The complete, machine-readable OpenAPI 3.1 specification is available at:
dsl-core/openapi/openapi.yaml
➡️ https://github.com/rock-the-prototype/dsl-core/blob/main/openapi/openapi.yaml
This file defines:
- all HTTP endpoints (
/v1/normalize,/v1/parse,/v1/validate,/v1/atom) - request & response schemas
- error formats
- versioning model
- RequirementAtom schema (referencing the canonical JSON Schema)
All API endpoints follow a strict versioning model:
/v1/...marks the first stable API namespace- future versions use
/v2,/v3, … without breaking earlier integrations - this ensures long-term compatibility for tooling, SaaS providers, governance engines, and audit systems
Each release of the DSL Core will include a matching OpenAPI version to guarantee alignment between documentation, runtime behavior, and compliance expectations.
The API is designed according to the DSL’s core principles:
Each endpoint produces reproducible output for identical input.
All inputs are treated strictly as structured data — never executable logic.
This prevents code injection, XSS, and RCE at the architectural level.
The OpenAPI file itself becomes part of the audit trail (Git versioning).
Future governance rules, semantic validators, or policy engines can be integrated
without breaking existing consumers.
Uses open standards only (OpenAPI 3.1, JSON Schema, HTTP, UTF-8).
No vendor lock-in, no proprietary extensions.
The DSL Core exposes four primary API endpoints:
| Endpoint | Purpose | Description |
|---|---|---|
POST /v1/normalize |
Normalization | Produces canonical DSL text (spacing, casing, punctuation) |
POST /v1/parse |
Grammar Parsing | Converts DSL text into a Requirement Atom (CFG-based) |
POST /v1/validate |
Schema Validation | Validates a Requirement Atom using JSON Schema |
POST /v1/atom |
Full Pipeline | normalize → parse → schema-validate in one request |
These endpoints unify the DSL into a robust, auditable processing model.
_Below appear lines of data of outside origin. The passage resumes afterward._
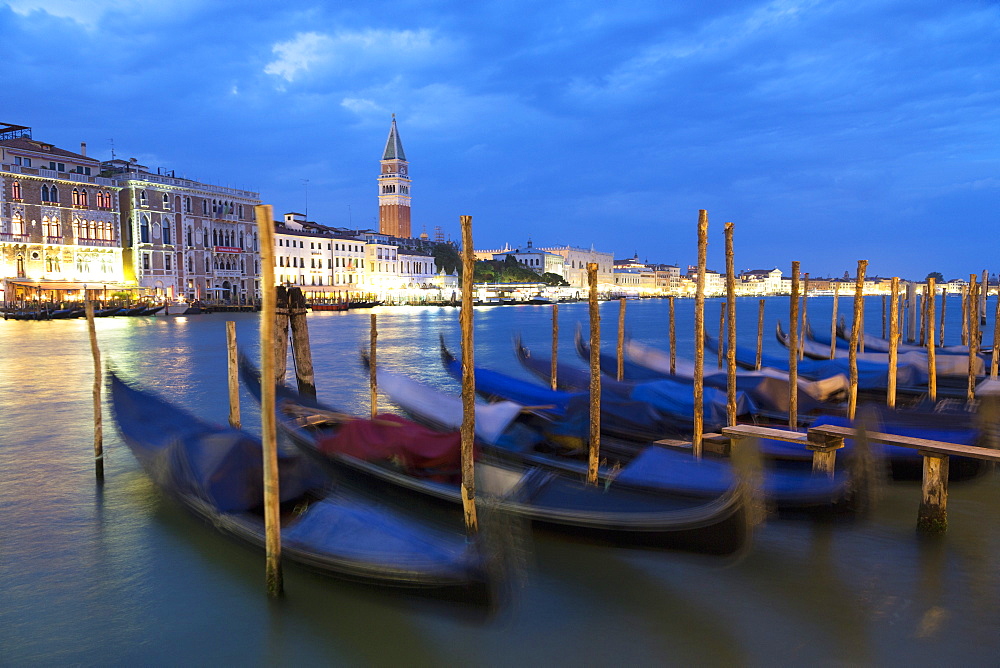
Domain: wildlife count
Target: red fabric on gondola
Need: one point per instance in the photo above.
(415, 447)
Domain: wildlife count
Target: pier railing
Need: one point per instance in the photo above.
(825, 440)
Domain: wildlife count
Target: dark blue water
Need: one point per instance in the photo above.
(120, 576)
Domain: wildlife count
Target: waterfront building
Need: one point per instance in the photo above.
(184, 239)
(575, 262)
(535, 259)
(394, 187)
(59, 221)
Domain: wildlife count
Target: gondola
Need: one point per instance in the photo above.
(768, 389)
(639, 412)
(522, 433)
(216, 472)
(361, 451)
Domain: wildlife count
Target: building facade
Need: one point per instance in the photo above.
(183, 239)
(59, 221)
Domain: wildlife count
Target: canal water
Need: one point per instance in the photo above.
(119, 575)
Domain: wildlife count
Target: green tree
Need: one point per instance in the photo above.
(446, 257)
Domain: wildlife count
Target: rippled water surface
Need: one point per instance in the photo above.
(119, 575)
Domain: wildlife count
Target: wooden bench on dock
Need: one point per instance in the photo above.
(825, 440)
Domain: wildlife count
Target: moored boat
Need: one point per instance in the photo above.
(216, 472)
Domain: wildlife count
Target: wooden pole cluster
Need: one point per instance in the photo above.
(235, 419)
(621, 339)
(883, 316)
(911, 312)
(555, 346)
(996, 339)
(95, 352)
(468, 380)
(699, 335)
(269, 437)
(944, 305)
(673, 337)
(793, 350)
(931, 348)
(722, 334)
(760, 333)
(373, 365)
(890, 396)
(731, 331)
(973, 336)
(305, 379)
(280, 337)
(804, 317)
(833, 320)
(595, 376)
(856, 326)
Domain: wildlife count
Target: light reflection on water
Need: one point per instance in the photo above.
(120, 575)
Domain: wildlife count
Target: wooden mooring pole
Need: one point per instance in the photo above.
(722, 334)
(859, 286)
(555, 347)
(793, 350)
(833, 320)
(468, 380)
(944, 305)
(673, 337)
(973, 336)
(803, 315)
(305, 379)
(890, 395)
(595, 375)
(731, 329)
(95, 352)
(931, 348)
(621, 339)
(233, 376)
(699, 336)
(280, 333)
(373, 365)
(268, 320)
(760, 333)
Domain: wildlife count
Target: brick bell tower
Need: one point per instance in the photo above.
(394, 188)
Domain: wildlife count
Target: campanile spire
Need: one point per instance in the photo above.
(394, 187)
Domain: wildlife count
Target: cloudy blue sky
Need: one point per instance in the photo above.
(828, 132)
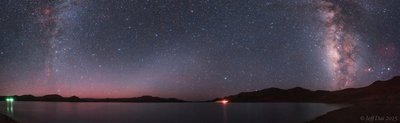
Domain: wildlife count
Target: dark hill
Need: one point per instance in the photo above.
(58, 98)
(378, 92)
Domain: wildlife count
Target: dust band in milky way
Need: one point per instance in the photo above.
(341, 44)
(51, 29)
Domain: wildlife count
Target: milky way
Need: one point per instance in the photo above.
(341, 45)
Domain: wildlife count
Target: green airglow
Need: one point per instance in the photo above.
(10, 99)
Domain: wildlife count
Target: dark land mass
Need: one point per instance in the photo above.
(58, 98)
(378, 92)
(6, 119)
(378, 102)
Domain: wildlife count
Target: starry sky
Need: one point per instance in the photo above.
(194, 49)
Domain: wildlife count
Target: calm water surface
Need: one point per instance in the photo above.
(62, 112)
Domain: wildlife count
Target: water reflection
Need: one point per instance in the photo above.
(10, 108)
(224, 114)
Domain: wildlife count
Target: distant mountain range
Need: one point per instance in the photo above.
(58, 98)
(378, 92)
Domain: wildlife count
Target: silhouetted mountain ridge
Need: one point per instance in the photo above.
(58, 98)
(378, 92)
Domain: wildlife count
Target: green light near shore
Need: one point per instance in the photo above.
(10, 99)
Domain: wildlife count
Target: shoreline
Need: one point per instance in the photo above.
(6, 119)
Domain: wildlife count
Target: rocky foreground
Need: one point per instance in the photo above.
(365, 113)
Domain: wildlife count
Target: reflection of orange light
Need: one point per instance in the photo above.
(223, 101)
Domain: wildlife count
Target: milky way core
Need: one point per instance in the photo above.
(341, 45)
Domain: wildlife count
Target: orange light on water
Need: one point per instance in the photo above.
(223, 101)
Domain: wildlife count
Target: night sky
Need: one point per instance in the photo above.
(194, 49)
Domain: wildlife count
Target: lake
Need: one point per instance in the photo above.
(65, 112)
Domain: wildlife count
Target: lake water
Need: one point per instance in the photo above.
(63, 112)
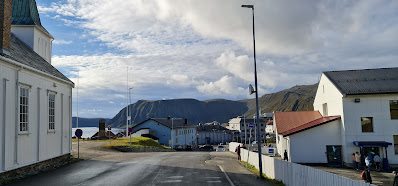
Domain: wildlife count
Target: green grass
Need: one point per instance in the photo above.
(253, 169)
(139, 142)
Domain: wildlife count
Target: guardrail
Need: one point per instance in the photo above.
(292, 174)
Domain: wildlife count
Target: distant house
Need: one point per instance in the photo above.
(170, 131)
(35, 98)
(215, 134)
(241, 124)
(358, 112)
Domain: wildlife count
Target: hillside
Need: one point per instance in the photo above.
(196, 111)
(297, 98)
(87, 122)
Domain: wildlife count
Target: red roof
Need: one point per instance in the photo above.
(285, 121)
(311, 124)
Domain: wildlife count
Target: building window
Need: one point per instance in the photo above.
(394, 109)
(23, 109)
(367, 124)
(396, 144)
(51, 111)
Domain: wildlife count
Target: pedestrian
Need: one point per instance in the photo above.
(285, 156)
(367, 173)
(357, 159)
(354, 163)
(367, 162)
(395, 178)
(377, 161)
(237, 150)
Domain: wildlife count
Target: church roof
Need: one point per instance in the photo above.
(24, 12)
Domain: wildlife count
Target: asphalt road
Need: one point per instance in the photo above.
(167, 168)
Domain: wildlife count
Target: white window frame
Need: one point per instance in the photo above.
(51, 111)
(23, 113)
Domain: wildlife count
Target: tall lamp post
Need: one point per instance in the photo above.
(129, 112)
(255, 84)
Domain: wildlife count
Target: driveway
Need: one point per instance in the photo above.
(108, 167)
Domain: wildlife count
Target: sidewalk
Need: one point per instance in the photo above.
(379, 178)
(238, 174)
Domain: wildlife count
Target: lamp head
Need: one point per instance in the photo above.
(248, 6)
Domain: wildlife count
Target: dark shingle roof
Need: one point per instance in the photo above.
(367, 81)
(176, 123)
(23, 54)
(24, 12)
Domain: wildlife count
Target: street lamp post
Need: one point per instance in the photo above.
(129, 112)
(171, 135)
(214, 136)
(255, 84)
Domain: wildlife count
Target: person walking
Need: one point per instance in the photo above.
(367, 162)
(237, 150)
(354, 163)
(357, 159)
(395, 178)
(285, 156)
(377, 161)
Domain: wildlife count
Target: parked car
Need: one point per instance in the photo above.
(206, 148)
(220, 149)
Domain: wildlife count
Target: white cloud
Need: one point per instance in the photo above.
(199, 49)
(62, 42)
(225, 87)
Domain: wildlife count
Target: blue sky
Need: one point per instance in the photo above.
(203, 49)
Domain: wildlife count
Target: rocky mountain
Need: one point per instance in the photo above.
(297, 98)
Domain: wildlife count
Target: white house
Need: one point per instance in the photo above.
(35, 98)
(365, 105)
(241, 124)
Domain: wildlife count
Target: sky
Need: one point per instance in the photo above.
(203, 49)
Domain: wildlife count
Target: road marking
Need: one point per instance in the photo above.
(229, 180)
(217, 181)
(172, 181)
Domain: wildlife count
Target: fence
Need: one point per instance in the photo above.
(293, 174)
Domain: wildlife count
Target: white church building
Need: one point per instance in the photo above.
(354, 111)
(35, 98)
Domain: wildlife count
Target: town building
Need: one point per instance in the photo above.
(247, 134)
(169, 131)
(35, 98)
(355, 111)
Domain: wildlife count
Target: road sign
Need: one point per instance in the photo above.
(79, 133)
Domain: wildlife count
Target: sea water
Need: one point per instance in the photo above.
(88, 132)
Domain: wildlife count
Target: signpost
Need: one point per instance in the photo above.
(130, 131)
(78, 134)
(251, 126)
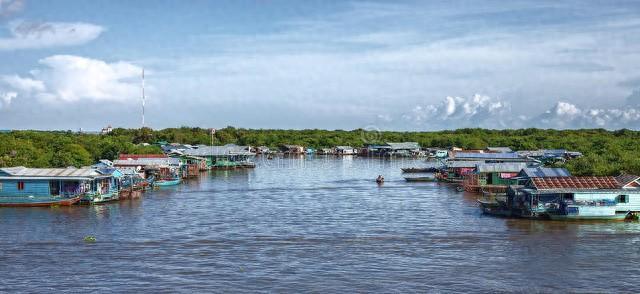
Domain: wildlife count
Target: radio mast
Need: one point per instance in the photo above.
(143, 98)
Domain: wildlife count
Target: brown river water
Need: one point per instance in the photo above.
(309, 225)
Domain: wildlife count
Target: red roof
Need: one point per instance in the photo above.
(138, 156)
(625, 180)
(591, 183)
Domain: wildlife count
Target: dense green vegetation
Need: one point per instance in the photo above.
(606, 152)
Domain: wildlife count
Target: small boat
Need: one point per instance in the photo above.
(94, 198)
(418, 170)
(420, 179)
(571, 217)
(495, 208)
(38, 201)
(166, 182)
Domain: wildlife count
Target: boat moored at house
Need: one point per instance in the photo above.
(21, 186)
(493, 178)
(229, 156)
(571, 198)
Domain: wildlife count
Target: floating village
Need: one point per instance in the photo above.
(508, 183)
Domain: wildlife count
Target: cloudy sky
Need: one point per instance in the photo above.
(398, 65)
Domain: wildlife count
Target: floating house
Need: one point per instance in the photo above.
(498, 150)
(404, 149)
(21, 186)
(224, 157)
(292, 149)
(543, 172)
(344, 150)
(325, 151)
(490, 157)
(261, 150)
(572, 198)
(150, 167)
(493, 178)
(454, 171)
(139, 156)
(550, 155)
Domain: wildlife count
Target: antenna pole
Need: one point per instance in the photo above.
(143, 98)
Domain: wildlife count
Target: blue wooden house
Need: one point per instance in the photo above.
(21, 186)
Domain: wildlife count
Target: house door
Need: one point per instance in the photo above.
(54, 187)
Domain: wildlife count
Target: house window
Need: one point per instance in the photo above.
(623, 198)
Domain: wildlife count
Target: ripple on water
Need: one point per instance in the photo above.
(317, 225)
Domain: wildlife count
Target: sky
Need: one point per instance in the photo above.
(388, 65)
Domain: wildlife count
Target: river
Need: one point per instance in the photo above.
(314, 225)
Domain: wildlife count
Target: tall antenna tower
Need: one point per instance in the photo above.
(143, 98)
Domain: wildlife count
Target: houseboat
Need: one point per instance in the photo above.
(344, 150)
(493, 178)
(570, 198)
(21, 186)
(454, 171)
(389, 149)
(229, 156)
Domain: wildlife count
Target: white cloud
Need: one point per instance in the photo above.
(9, 7)
(476, 111)
(486, 112)
(34, 35)
(6, 97)
(70, 78)
(567, 115)
(25, 85)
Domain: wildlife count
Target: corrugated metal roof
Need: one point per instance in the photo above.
(500, 149)
(219, 151)
(501, 167)
(404, 145)
(147, 162)
(461, 164)
(540, 172)
(578, 183)
(138, 156)
(624, 180)
(70, 172)
(512, 155)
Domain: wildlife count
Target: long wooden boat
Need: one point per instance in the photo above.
(101, 198)
(38, 201)
(167, 182)
(420, 179)
(418, 170)
(577, 217)
(494, 208)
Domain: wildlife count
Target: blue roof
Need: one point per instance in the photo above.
(541, 172)
(512, 155)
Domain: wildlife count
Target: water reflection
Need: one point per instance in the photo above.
(309, 224)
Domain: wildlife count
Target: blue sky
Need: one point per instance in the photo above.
(401, 65)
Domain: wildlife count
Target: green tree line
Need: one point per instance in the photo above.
(606, 152)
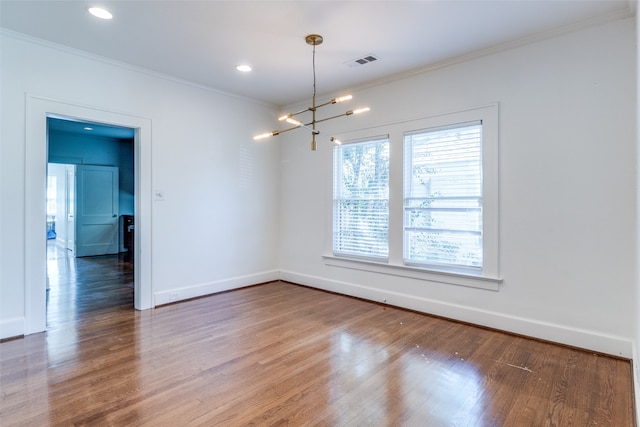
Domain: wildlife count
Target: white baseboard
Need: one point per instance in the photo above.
(635, 369)
(581, 338)
(13, 327)
(179, 294)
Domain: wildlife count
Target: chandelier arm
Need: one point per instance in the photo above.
(296, 113)
(333, 117)
(287, 130)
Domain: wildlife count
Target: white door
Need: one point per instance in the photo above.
(70, 207)
(96, 210)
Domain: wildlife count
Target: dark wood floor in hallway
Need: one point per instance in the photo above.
(282, 354)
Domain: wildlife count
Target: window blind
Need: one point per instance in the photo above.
(443, 196)
(361, 198)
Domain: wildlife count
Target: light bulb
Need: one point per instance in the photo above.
(263, 135)
(100, 13)
(342, 99)
(361, 110)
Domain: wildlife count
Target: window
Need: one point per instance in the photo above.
(443, 196)
(361, 198)
(421, 202)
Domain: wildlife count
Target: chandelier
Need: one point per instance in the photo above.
(313, 40)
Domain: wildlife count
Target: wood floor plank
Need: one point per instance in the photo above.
(282, 354)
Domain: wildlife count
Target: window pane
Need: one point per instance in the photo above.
(361, 198)
(443, 196)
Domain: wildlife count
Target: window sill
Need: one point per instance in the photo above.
(453, 278)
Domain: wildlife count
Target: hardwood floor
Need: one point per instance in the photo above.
(282, 354)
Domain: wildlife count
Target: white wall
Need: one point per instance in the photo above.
(636, 323)
(567, 189)
(218, 223)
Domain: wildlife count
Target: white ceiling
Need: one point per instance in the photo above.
(203, 41)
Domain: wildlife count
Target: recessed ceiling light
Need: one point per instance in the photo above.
(101, 13)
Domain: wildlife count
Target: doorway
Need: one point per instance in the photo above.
(38, 110)
(87, 200)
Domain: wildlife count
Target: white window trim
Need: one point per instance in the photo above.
(488, 277)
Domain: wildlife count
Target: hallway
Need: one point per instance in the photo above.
(80, 288)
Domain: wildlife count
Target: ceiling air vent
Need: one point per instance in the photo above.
(362, 61)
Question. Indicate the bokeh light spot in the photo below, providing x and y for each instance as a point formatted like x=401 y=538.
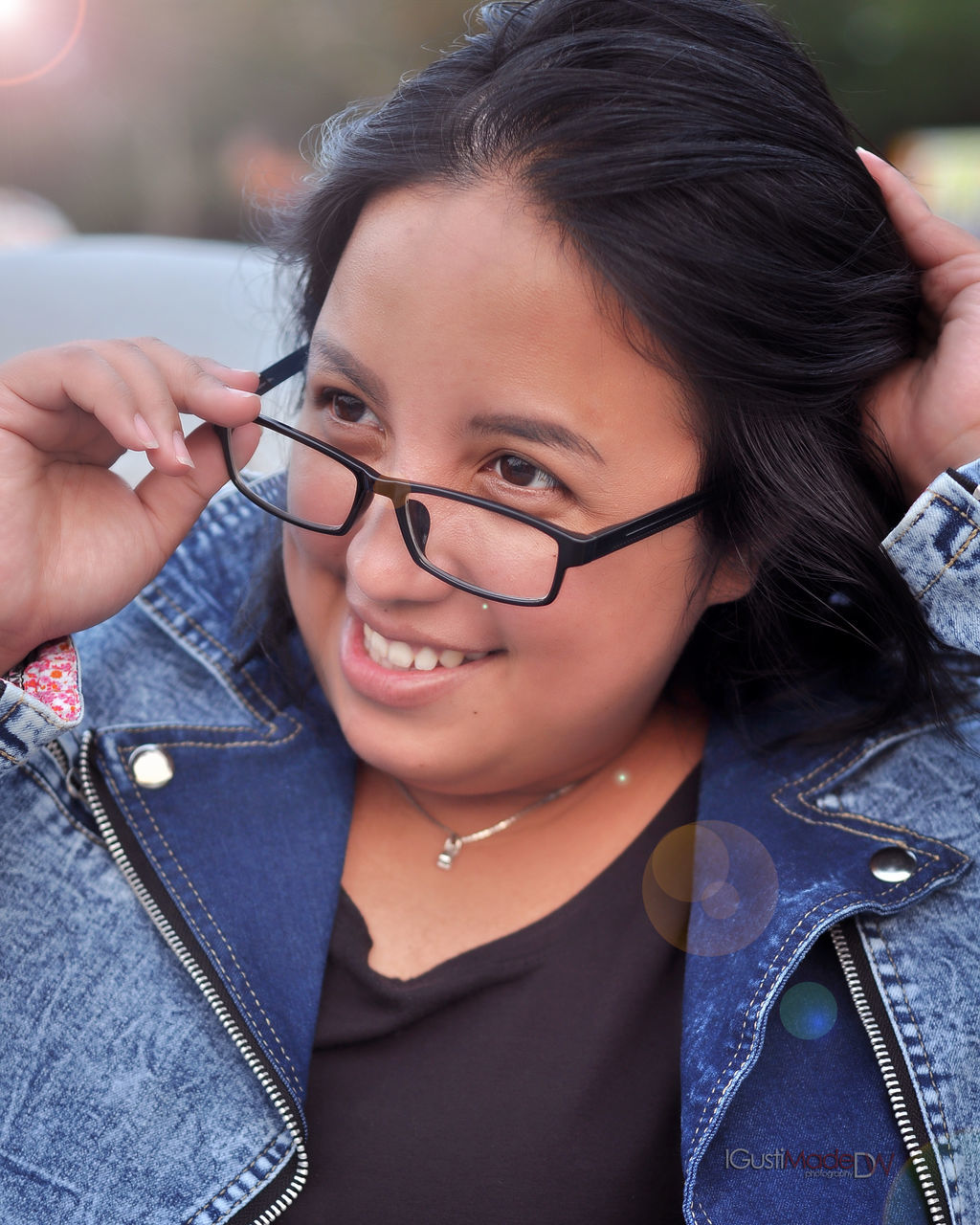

The canonical machine-readable schema is defined in:
/src/schema/requirement.schema.json
Used because it is the only version aligned with the new JSON Schema vocabulary.
Security arises from transparency, not obscurity.
By publishing a fully documented, verifiable API, the DSL adheres to the same principles
that modern cryptography, digital identity systems, and sovereign infrastructures rely upon.
Planned additions (tracked in ROADMAP.md):
/v1/governance/evaluate— rule-based semantic validation/v1/rules/diagnostics— governance engine debug endpoint/v1/atom/batch— batch processing for large-scale audits- TypeScript SDK / browser WASM module
- CLI tooling
- Public Playground API deployment
This API Specification is a core building block of the Audit-by-Design architecture.
It creates a stable, transparent, and sovereign interface that enables digital systems to be validated, tested, and audited from the very first requirement.